Pierre ne disait mot.
«Un jour peut-être…, plus tard, je vous raconterai! Enfin… si je n’avais pas été là, Dieu sait ce qui serait arrivé. Mon oncle m’avait promis, avant-hier encore, de ne pas oublier Boris, mais il n’a pas eu le temps d’y songer. J’espère, mon cher ami, que vous exécuterez les volontés de votre père.»
Pierre, qui ne comprenait rien à tout ce qu’elle disait, se taisait et rougissait d’un air embarrassé.
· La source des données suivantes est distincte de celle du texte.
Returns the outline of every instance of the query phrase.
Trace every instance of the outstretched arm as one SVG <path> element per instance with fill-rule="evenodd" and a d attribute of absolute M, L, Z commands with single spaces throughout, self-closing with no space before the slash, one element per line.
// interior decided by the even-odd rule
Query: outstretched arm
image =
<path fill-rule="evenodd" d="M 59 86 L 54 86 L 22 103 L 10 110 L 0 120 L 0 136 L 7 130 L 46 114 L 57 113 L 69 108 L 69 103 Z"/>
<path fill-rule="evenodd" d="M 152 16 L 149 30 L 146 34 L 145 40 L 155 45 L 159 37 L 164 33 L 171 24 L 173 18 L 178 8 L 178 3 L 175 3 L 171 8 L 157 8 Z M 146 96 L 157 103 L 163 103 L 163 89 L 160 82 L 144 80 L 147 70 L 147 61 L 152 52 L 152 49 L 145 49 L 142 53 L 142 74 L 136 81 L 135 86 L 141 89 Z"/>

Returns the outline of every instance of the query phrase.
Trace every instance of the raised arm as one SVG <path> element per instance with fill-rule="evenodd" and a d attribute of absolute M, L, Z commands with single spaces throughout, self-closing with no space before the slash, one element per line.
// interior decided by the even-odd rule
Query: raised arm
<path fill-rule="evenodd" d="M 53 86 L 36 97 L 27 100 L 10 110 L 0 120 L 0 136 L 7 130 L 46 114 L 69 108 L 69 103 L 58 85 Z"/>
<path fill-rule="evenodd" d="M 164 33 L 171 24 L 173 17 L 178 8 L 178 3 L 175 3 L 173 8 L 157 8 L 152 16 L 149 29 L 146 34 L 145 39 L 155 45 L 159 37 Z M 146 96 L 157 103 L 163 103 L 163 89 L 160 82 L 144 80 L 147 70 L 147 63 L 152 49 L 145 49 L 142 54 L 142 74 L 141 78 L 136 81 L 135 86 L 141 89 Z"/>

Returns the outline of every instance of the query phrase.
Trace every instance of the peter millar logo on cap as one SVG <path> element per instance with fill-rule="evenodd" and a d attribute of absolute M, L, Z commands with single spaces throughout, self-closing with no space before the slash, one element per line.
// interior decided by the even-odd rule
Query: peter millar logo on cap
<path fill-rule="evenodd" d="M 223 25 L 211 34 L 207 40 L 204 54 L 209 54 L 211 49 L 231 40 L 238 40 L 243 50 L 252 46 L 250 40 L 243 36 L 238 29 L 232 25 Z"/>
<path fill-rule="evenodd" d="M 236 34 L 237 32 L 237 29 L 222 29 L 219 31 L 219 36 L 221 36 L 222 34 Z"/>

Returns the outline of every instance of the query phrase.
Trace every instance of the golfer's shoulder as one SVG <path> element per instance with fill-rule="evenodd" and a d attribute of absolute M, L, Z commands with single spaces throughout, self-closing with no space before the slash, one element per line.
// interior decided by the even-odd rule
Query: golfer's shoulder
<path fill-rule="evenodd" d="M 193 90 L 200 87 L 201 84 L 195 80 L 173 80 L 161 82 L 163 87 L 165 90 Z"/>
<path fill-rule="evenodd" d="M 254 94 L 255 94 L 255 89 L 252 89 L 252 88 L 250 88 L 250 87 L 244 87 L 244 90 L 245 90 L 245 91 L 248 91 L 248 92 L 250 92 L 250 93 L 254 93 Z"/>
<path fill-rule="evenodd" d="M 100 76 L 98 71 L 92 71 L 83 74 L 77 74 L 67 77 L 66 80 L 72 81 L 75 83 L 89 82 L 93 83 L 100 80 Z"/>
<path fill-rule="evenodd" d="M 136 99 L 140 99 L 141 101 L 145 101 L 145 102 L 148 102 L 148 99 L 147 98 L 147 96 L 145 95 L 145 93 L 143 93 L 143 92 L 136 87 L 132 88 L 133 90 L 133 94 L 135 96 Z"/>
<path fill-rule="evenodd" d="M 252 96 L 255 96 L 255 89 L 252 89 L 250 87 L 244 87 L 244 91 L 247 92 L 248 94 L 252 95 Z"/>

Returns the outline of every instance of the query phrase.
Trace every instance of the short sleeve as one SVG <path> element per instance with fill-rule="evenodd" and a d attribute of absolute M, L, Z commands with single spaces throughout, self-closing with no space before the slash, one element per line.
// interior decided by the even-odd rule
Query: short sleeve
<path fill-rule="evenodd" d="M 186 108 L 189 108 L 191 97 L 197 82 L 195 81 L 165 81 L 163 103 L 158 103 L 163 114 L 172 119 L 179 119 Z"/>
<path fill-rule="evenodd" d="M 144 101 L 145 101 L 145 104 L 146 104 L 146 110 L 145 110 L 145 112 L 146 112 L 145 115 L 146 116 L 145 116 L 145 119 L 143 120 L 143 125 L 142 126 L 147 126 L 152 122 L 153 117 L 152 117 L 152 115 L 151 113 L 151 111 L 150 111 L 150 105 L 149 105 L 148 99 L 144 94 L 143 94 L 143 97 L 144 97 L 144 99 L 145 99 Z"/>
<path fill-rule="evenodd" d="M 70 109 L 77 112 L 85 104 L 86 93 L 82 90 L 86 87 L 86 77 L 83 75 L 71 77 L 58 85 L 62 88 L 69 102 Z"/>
Après la mort du vieux comte, la princesse était retournée chez les Rostow pour s’y reposer un peu de toutes ses fatigues. À peine éveillée, elle se mit à raconter à ses amis et à ses connaissances les moindres détails de cette nuit pleine d’incidents. «Le comte, disait-elle, était mort comme elle aurait elle-même désiré mourir!… Sa fin avait été des plus édifiantes, et la dernière entrevue entre le père et le fils touchante au point qu’elle ne pouvait y songer sans attendrissement. Elle ne savait vraiment pas lequel des deux s’était montré le plus admirable pendant ces derniers et solennels instants, du père, qui avait eu un mot pour chacun et qui s’était montré d’une tendresse si profonde pour son enfant, ou du fils, qui, anéanti et brisé par la douleur, s’efforçait encore de prendre sur lui en face de son père à l’agonie… «De pareilles scènes sont navrantes, mais elles font du bien… Elles élèvent l’âme lorsqu’on a devant soi des hommes comme ceux-là!» ajoutait-elle. Elle racontait aussi et critiquait la conduite du prince Basile et de la princesse Catiche, mais bien bas, dans le tuyau de l’oreille, et sous le sceau du plus grand secret.
XXV
On attendait de jour en jour à Lissy-Gory, domaine du prince Nicolas Andréévitch Bolkonsky, l’arrivée du jeune prince André et de sa femme; mais cette attente ne troublait en rien le mode d’existence établi par le vieux prince, qu’on avait surnommé, dans un certain cercle, «le roi de Prusse». Général en chef de l’empereur Paul, il avait été exilé par lui dans sa propriété de Lissy-Gory, et il y vivait depuis lors dans la retraite avec sa fille Marie et sa demoiselle de compagnie, MlleBourrienne. Le nouveau règne lui avait ouvert les portes de sa prison et lui avait rendu le droit de séjourner dans les deux capitales; mais il s’obstinait à ne pas quitter sa terre, ayant déclaré à qui voulait l’entendre que les cent cinquante verstes qui le séparaient de Moscou pouvaient bien être franchies par ceux qui désiraient le voir, et que, quant à lui, il n’avait besoin de rien, ni de personne.
Les vices de l’humanité provenaient, disait-il, exclusivement de deux causes: l’oisiveté et la superstition. De même, il ne reconnaissait que deux vertus: l’activité et l’intelligence; et il s’occupait personnellement de l’éducation de sa fille, afin de développer en elle, autant que possible, ces deux qualités. Jusqu’à l’âge de vingt ans, elle avait étudié, sous sa direction, la géométrie et l’algèbre, et sa journée avait été méthodiquement employée à des occupations déterminées et suivies.
Quant à lui, il écrivait ses mémoires, résolvait des problèmes de mathématiques, tournait des tabatières, travaillait au jardin et surveillait la construction de ses différentes bâtisses, qui lui donnaient fort à faire, car le bien était grand et l’on bâtissait toujours.